Advances & Our Clinic
Artificial systems can beat humans at chess, the Chinese game of go, or many practical tasks. They are also reaching the point of being able to diagnose certain medical conditions more accurately than doctors.
Whilst they are far away from matching the knowledge of a maxillofacial surgeon, we should use their strengths. One of which is an ability to process and evaluate data at a rate way beyond humans.
Leading professionals can share anonymised data, in an environment where cyber security and confidentiality are preserved. One system already handles case details for 1.2 million people in North London.
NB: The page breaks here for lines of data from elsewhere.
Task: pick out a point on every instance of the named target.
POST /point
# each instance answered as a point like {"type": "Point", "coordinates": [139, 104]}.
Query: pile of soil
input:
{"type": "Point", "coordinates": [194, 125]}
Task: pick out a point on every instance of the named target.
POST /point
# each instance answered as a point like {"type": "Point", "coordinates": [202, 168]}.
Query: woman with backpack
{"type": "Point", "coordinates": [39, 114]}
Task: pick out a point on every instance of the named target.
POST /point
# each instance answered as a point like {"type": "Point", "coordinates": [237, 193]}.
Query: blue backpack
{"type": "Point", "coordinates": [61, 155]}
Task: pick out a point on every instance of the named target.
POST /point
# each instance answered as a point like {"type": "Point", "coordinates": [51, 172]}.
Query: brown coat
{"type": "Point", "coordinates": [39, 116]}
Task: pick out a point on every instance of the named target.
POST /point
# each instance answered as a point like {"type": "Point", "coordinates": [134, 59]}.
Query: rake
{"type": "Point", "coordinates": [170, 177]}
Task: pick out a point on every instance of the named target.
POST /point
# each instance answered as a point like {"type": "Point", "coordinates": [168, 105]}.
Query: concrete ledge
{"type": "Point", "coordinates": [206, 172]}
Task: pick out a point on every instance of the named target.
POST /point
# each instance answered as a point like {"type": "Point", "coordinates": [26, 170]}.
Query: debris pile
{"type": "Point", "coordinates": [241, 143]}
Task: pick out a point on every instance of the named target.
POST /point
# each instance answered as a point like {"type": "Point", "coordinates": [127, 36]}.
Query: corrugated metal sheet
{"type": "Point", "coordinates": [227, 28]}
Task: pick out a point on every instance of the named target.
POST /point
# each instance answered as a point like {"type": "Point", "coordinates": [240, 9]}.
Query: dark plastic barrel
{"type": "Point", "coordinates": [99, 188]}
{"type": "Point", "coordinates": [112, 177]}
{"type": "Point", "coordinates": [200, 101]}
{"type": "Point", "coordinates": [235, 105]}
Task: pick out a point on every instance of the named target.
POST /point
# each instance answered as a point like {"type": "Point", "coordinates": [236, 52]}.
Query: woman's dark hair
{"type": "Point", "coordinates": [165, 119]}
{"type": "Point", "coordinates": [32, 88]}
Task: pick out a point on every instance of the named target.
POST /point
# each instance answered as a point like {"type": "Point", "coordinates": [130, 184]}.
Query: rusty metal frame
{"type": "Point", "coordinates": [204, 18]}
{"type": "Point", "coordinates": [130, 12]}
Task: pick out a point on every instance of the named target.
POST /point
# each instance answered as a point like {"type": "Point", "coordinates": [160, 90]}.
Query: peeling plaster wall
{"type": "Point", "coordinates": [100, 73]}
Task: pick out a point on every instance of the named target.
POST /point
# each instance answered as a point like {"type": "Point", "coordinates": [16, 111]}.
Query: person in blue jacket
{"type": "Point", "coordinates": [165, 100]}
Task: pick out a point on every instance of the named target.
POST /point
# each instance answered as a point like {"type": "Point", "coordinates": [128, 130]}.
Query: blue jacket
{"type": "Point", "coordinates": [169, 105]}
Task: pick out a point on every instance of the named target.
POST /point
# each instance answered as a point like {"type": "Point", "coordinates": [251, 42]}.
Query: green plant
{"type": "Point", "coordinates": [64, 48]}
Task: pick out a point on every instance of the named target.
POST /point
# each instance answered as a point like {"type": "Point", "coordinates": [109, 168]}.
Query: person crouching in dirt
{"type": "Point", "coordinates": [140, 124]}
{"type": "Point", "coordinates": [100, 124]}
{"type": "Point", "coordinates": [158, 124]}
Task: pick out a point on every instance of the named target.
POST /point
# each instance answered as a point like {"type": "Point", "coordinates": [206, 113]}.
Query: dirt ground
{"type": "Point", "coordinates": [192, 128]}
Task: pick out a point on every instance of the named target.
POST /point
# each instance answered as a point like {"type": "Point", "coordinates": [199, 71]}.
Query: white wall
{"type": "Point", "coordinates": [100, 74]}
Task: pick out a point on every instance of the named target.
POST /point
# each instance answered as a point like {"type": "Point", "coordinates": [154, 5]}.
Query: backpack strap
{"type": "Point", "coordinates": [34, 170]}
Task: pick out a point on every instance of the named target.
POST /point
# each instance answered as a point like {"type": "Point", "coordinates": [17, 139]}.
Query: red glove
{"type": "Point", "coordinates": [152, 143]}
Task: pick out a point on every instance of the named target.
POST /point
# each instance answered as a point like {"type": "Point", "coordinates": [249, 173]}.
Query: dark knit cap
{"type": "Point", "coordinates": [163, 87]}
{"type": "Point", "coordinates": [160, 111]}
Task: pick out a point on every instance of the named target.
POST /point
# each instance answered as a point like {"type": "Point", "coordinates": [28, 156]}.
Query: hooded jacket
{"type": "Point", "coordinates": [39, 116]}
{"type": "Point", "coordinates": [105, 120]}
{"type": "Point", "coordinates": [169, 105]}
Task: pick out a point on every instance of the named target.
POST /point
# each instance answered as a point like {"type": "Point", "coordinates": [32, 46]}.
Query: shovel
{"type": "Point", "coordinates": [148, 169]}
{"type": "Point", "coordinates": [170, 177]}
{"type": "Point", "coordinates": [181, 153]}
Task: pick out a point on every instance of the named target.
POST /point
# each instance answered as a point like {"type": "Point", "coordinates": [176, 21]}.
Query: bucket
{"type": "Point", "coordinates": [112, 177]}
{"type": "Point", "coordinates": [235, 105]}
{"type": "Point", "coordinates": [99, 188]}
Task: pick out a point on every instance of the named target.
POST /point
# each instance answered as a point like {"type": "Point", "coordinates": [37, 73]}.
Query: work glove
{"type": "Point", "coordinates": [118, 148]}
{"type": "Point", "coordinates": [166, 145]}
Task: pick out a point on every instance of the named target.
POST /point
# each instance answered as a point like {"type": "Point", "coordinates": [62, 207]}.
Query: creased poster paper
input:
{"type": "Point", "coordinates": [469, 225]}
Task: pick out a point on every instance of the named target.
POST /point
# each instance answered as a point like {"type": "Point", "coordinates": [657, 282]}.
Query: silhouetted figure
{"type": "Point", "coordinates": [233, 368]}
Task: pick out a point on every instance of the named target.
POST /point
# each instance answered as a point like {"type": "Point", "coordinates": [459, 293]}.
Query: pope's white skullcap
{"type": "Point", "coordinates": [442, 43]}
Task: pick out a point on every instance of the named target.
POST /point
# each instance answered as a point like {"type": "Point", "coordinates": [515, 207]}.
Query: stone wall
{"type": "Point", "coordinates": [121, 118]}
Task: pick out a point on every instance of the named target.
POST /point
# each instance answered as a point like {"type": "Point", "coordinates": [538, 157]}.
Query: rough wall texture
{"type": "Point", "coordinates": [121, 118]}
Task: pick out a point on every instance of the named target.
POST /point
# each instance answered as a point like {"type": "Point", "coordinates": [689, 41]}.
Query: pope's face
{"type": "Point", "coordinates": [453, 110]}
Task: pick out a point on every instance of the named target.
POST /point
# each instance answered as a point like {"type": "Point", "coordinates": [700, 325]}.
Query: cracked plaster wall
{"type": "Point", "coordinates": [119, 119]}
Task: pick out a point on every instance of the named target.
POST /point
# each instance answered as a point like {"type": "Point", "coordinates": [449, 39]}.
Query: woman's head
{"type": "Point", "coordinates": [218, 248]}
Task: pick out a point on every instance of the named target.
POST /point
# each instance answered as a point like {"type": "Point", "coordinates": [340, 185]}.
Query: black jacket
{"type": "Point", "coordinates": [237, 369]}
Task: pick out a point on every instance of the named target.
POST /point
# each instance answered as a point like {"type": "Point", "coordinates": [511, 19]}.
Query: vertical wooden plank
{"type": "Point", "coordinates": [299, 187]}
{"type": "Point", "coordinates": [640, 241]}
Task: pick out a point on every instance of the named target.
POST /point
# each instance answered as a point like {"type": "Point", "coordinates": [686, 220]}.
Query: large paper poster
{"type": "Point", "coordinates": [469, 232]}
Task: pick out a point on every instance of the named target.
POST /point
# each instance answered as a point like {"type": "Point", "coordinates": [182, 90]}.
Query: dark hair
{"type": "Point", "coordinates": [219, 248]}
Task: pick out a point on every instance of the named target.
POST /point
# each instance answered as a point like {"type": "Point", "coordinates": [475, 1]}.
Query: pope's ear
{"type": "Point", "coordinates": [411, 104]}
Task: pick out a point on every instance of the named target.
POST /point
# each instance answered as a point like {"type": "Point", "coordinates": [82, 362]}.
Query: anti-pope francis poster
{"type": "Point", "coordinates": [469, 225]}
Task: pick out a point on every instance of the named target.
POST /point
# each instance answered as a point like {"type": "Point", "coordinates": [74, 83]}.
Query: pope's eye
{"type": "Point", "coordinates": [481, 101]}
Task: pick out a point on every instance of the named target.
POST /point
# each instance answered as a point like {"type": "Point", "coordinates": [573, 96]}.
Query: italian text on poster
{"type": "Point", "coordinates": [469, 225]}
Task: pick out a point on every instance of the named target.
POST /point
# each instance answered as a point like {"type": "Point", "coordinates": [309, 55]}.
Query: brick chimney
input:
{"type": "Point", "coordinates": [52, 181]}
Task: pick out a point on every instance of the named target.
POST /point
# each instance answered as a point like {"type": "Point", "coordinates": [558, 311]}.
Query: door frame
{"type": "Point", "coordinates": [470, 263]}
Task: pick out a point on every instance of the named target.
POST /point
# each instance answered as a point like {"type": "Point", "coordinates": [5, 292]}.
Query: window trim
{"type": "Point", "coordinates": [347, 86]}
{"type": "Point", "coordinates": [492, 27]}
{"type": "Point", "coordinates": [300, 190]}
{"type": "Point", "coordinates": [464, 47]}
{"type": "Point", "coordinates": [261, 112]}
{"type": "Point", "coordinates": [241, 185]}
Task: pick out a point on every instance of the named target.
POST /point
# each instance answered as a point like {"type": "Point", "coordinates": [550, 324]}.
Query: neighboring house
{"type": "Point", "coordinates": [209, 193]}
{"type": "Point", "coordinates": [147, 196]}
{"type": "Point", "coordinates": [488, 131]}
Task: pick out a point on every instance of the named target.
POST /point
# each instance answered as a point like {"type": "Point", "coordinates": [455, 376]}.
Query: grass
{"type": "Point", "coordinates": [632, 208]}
Alongside adopting the latest technological equipment, data and AI systems are the future. Personal care from a leading consultant made more incisive, to help perfect treatment and incidentally, reduce cost.
Efficient approaches enable organisation, planning, patient monitoring. The £6 billion spent globally on healthcare can bring more, for the same spend.
Our clinicians and support staff constantly monitor developments, or are part of them. We will never lose the personal touch but in the area of facial surgery, looking to the future has always been valuable.
A couple of decades ago, doctors became able to share research, thoughts and new treatment techiques online. A now simple task, which saved vast numbers of lives. In our current and future world, just think what we can achieve.